- USD/JPY retreats from intraday high, reverses the previous day’s bounce off one-month low.
- 50-SMA pierces off 100-SMA from above to portray bearish signal.
- Downbeat RSI, failure to cross three-week-old horizontal resistance keep sellers hopeful.
- Multiple tops marked since early February, two-month-long ascending support line challenge Yen pair bears.
USD/JPY takes offers to renew intraday low around 134.00 during early Wednesday as the Yen pair sellers reverse the previous day’s corrective bounce off a one-month low. In doing so, the quote justifies the bearish signals from the moving average crossover, as well as the downbeat Relative Strength Index (RSI) line, placed at 14.
That said, the 50-SMA prods the 100-SMA from above and joins the downbeat RSI line to suggest the USD/JPY pair’s further declines.

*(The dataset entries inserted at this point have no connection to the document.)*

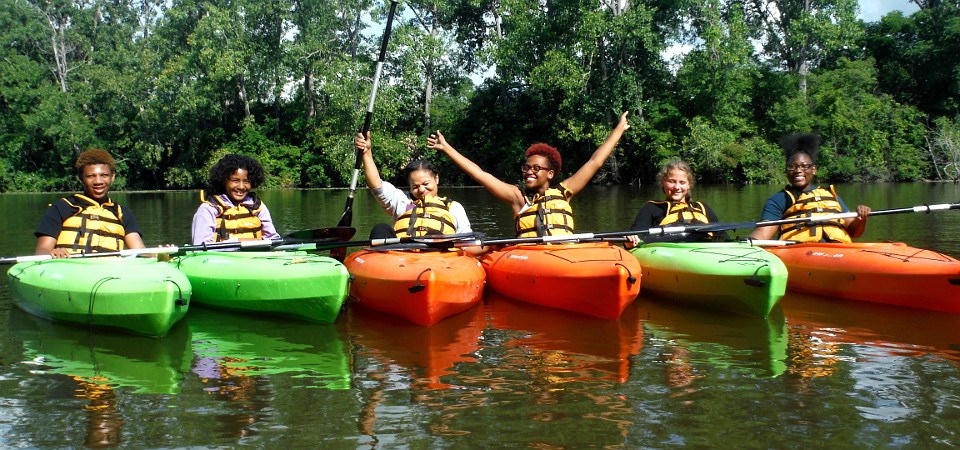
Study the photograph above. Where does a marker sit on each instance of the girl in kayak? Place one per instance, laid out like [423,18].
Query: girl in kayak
[421,213]
[676,181]
[230,210]
[802,198]
[543,207]
[89,222]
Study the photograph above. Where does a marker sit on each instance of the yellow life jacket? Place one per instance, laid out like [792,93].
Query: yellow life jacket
[428,216]
[546,215]
[236,221]
[95,227]
[684,213]
[815,202]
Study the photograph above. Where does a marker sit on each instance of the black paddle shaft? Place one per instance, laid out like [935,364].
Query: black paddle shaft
[347,218]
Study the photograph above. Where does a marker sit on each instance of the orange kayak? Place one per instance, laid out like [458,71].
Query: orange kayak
[426,354]
[422,287]
[598,279]
[890,273]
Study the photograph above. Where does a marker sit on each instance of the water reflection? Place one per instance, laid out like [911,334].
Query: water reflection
[100,363]
[236,356]
[423,355]
[877,330]
[885,354]
[694,337]
[143,364]
[230,348]
[566,346]
[417,361]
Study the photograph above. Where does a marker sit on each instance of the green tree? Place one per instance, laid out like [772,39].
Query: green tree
[867,136]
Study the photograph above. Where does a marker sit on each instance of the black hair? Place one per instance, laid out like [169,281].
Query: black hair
[800,143]
[419,164]
[221,171]
[94,156]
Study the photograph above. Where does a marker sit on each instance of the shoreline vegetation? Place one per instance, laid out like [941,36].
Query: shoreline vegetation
[170,87]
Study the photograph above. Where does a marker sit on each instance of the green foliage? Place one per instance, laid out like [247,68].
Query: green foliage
[168,87]
[867,137]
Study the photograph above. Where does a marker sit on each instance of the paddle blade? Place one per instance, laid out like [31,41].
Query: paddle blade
[324,234]
[347,218]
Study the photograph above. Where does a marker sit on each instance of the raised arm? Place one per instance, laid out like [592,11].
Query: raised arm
[503,191]
[364,145]
[579,180]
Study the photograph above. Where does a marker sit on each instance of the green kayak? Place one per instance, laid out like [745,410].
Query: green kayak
[291,284]
[105,359]
[140,295]
[231,351]
[729,276]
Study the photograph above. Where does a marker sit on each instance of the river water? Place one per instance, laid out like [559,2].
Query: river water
[819,373]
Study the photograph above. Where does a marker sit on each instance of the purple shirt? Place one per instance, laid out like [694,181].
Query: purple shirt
[204,227]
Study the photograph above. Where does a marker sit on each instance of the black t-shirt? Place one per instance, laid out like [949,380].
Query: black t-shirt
[52,221]
[652,213]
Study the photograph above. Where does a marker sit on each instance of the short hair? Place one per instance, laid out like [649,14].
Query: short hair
[800,143]
[94,156]
[681,166]
[419,164]
[552,155]
[231,163]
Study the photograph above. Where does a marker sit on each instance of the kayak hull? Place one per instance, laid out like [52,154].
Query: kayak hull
[889,273]
[138,295]
[598,279]
[421,287]
[298,285]
[732,276]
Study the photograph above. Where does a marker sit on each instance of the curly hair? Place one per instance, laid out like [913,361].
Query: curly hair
[552,155]
[800,143]
[94,156]
[221,171]
[419,164]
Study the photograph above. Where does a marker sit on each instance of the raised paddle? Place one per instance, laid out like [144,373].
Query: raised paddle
[347,218]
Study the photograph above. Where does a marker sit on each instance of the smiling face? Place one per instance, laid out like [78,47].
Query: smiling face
[800,170]
[676,185]
[423,183]
[534,179]
[238,185]
[96,180]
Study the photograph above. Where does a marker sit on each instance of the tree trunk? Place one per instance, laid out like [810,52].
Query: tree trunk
[242,93]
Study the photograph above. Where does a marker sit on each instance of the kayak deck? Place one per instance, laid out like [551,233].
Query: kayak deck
[422,287]
[728,276]
[139,295]
[889,273]
[598,279]
[290,284]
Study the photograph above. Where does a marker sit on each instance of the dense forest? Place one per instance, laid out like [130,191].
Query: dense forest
[168,86]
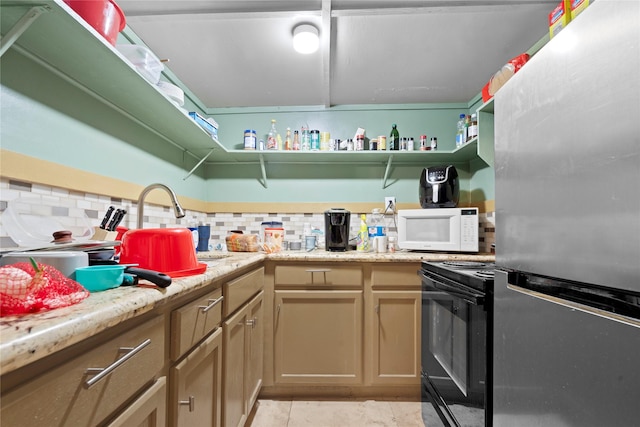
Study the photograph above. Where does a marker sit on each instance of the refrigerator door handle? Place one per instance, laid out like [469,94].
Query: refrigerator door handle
[576,306]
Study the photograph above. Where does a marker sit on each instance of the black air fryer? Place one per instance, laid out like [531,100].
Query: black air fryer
[439,187]
[336,229]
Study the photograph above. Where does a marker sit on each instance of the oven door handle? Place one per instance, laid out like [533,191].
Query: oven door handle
[460,291]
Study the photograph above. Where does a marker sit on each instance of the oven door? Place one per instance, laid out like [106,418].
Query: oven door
[454,345]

However, a five-week-old horizontal support area near 133.90-85 appears a tough nut to crack for the Yen pair bears.
In a case where the USD/JPY slips beneath the 133.85 support, the odds of witnessing an extended south-run towards a two-month-old ascending support line, close to 130.55 by the press time, can’t be ruled out.
Meanwhile, an area comprising multiple tops marked since February 17, near 135.05-15, restricts immediate USD/JPY upside.
Even if the quote traces the bullish MACD signals and crosses the 135.15 resistance, a convergence of the 50-SMA and the 100-SMA, around 135.65-70 by the press time, will be crucial to watch as it holds the key for the USD/JPY run-up towards the monthly high of 137.91.